It's a good exercise to mentally go around the a meeting room and think about what each person wants from it. Given Rands' job, he obviously starts thinking about it earlier, and for longer, but even a few minutes while everyone's settling in and chit-chatting can make a difference in how you participate.
but in this case, specifically. who are these career people thinking about orgs and their movement in years?
especially in a job economy where employees are expected to be laid off despite "staggering profits". It feels completely orthogonal to the environment I exist in.
is there room for lifers in big orgs? without getting the boot or worrying about the boot?
I would like to move on but also given the current climate that seems ludicrous.
People I talk to in similar places are in the same boat. Hiring is frozen, there's not enough people to manage everything we have, and everyone remaining is hanging on for dear life.
But I also found the article really unsatisfying. The idea that middle management should spend enormous amounts of time building relationships because other middle managers got vibes that one day it might be useful is insane. I think the article represents the worst of big, slow tech bureaucracies.

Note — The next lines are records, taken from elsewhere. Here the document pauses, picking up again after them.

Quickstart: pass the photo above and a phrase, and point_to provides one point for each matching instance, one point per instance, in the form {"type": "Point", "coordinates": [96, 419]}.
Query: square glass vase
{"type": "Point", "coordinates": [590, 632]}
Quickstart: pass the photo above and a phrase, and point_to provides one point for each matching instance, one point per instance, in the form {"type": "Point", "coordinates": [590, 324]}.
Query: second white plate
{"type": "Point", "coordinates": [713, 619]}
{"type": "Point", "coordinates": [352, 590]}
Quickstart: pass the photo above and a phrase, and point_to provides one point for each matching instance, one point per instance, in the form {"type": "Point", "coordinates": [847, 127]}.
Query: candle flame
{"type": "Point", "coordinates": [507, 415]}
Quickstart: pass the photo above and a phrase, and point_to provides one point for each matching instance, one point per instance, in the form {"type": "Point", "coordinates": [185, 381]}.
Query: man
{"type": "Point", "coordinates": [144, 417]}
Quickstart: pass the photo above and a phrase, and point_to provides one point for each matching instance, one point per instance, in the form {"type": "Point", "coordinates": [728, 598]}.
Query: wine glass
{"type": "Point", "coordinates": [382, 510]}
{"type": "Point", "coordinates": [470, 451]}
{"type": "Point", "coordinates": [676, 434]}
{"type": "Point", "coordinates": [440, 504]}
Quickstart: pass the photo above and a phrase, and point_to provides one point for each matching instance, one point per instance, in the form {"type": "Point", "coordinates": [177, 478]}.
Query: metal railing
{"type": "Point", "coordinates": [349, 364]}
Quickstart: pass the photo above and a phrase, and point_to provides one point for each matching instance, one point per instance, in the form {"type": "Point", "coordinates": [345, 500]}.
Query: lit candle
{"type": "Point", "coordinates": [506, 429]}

Replacing middle management with AI would not work, but using AI to avoid managers needing to have all these meetings would probably work really well. The idea that there's some AI system that has access to all the documents/email/task management systems at the company is a good one, and it could identify situations (like the one in the article) where two projects on opposite ends of the organization are colliding.

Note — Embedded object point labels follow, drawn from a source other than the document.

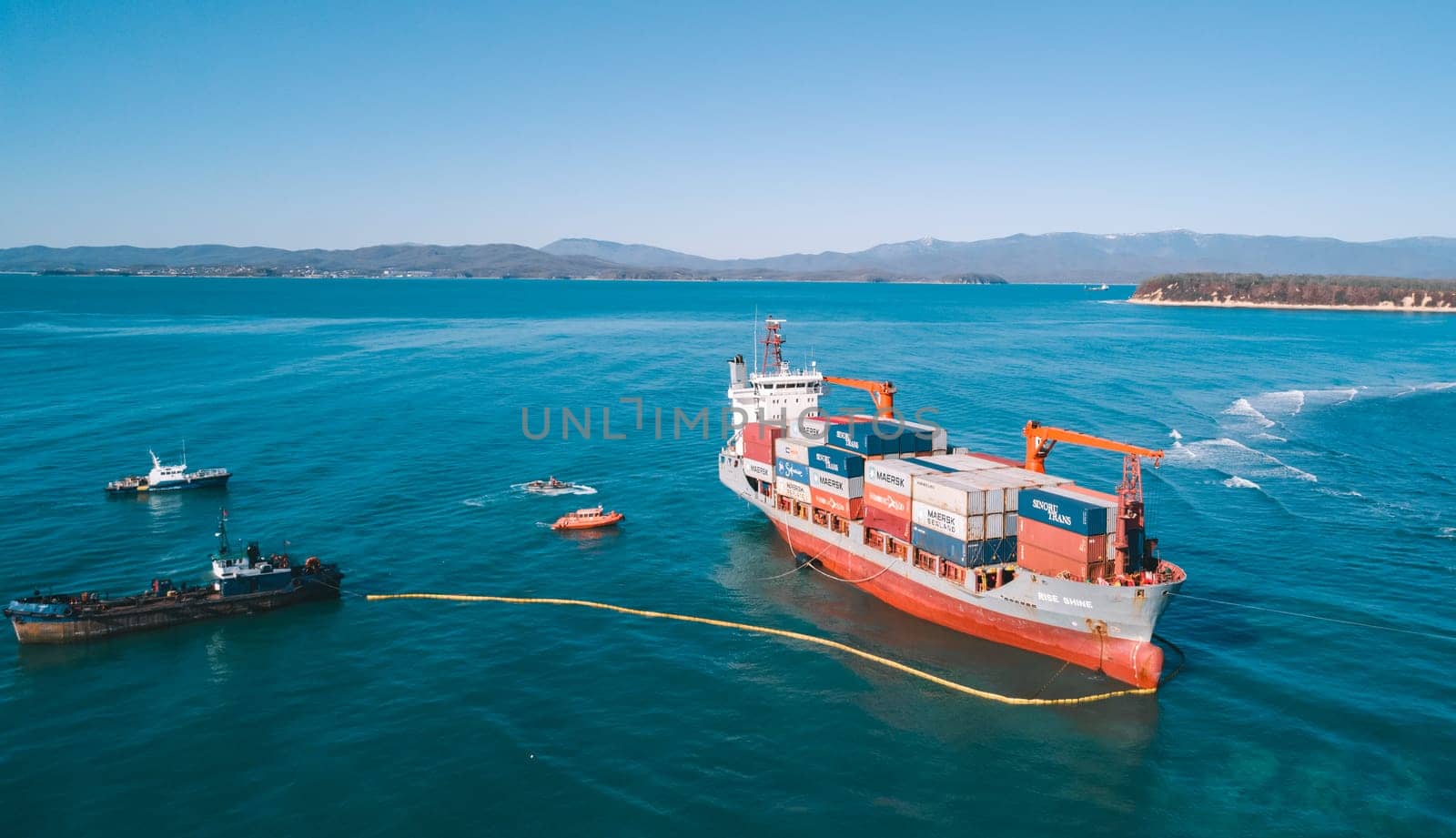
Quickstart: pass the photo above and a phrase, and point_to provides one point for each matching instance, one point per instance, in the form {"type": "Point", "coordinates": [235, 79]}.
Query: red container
{"type": "Point", "coordinates": [1047, 563]}
{"type": "Point", "coordinates": [885, 522]}
{"type": "Point", "coordinates": [1060, 541]}
{"type": "Point", "coordinates": [844, 508]}
{"type": "Point", "coordinates": [757, 439]}
{"type": "Point", "coordinates": [887, 500]}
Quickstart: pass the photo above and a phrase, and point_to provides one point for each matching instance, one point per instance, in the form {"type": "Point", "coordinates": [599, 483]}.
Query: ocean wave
{"type": "Point", "coordinates": [1244, 408]}
{"type": "Point", "coordinates": [1270, 437]}
{"type": "Point", "coordinates": [575, 490]}
{"type": "Point", "coordinates": [1238, 460]}
{"type": "Point", "coordinates": [198, 326]}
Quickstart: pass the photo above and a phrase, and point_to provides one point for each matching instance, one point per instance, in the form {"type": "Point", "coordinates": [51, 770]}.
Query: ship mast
{"type": "Point", "coordinates": [772, 345]}
{"type": "Point", "coordinates": [222, 533]}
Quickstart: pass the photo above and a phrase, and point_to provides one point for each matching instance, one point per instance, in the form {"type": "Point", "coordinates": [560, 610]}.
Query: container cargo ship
{"type": "Point", "coordinates": [249, 583]}
{"type": "Point", "coordinates": [977, 543]}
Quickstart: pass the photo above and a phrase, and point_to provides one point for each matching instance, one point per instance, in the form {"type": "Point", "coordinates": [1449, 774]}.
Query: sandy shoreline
{"type": "Point", "coordinates": [1292, 308]}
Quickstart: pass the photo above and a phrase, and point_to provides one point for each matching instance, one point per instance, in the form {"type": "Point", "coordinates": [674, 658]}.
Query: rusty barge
{"type": "Point", "coordinates": [249, 583]}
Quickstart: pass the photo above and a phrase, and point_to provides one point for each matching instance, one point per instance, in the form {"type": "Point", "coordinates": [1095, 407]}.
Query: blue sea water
{"type": "Point", "coordinates": [379, 424]}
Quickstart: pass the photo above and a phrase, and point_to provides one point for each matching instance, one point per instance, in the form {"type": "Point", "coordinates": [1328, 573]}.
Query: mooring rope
{"type": "Point", "coordinates": [803, 638]}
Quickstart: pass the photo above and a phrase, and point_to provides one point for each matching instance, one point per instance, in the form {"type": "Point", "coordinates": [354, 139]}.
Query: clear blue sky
{"type": "Point", "coordinates": [742, 130]}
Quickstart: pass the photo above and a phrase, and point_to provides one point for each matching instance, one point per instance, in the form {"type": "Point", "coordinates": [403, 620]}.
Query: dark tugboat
{"type": "Point", "coordinates": [248, 583]}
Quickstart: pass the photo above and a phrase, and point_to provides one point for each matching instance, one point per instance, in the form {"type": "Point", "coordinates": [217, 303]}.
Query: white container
{"type": "Point", "coordinates": [948, 492]}
{"type": "Point", "coordinates": [791, 490]}
{"type": "Point", "coordinates": [893, 475]}
{"type": "Point", "coordinates": [754, 469]}
{"type": "Point", "coordinates": [960, 527]}
{"type": "Point", "coordinates": [965, 461]}
{"type": "Point", "coordinates": [836, 485]}
{"type": "Point", "coordinates": [793, 449]}
{"type": "Point", "coordinates": [893, 502]}
{"type": "Point", "coordinates": [921, 431]}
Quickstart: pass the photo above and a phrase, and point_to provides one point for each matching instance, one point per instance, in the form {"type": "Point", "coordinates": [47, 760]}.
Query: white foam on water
{"type": "Point", "coordinates": [1431, 388]}
{"type": "Point", "coordinates": [1238, 460]}
{"type": "Point", "coordinates": [553, 492]}
{"type": "Point", "coordinates": [1244, 408]}
{"type": "Point", "coordinates": [1281, 403]}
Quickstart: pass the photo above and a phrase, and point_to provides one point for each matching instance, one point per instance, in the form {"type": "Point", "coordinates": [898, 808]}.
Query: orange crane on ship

Instead of two middle managers needing to do 1:1s with no clear need for years because other middle managers got vibes that they should could be replaced by an AI system that uncovered situations like the ones mentioned in the article.
This wouldnt replace middle managers, but it might help them do their jobs better.
* You're an engineer with 3-6 years of experience in a primarily IC role
* Maybe you've done some tech lead stuff, but you've never actively worked in engineering management.
* You feel that management (and HR for some reason?) is constantly in the way of you getting stuff done, and that your life would be easier if you could simply decline every meeting and only communicate through pull requests.
Humor me, please. I'll explain after.
The right work just doesn't get done without staff engineers and architect types having frequent conversations & meetings as well as constant code reviewing. Or long-term ICs effectively doing this role without the title and expectations/responsibilities (raises hand). You can identify these people because they ask questions relentlessly. Always well-considered ones, but even the ones that might make them look stupid in a meeting.
Coding is a small percentage of the work but also just as important. That's the sweet spot. The "non-stop meetings/socializing" people and the "headphones on & grind PRs" types are both two extremes of behavior that are boat-anchors in any organization and will bring productivity/customer-impact to a screeching halt if it goes unchecked for long enough.
And it's _always_ those stupid-seeming questions that uncover showstopping problems that would have bit you if left ignored.
Edit: Not to greenlight anything Palantir is doing, but in my opinion the FDE/FDSE model is probably everyone's near-future if your company is B2B. You can't be an "ignore meetings" type of person and do that.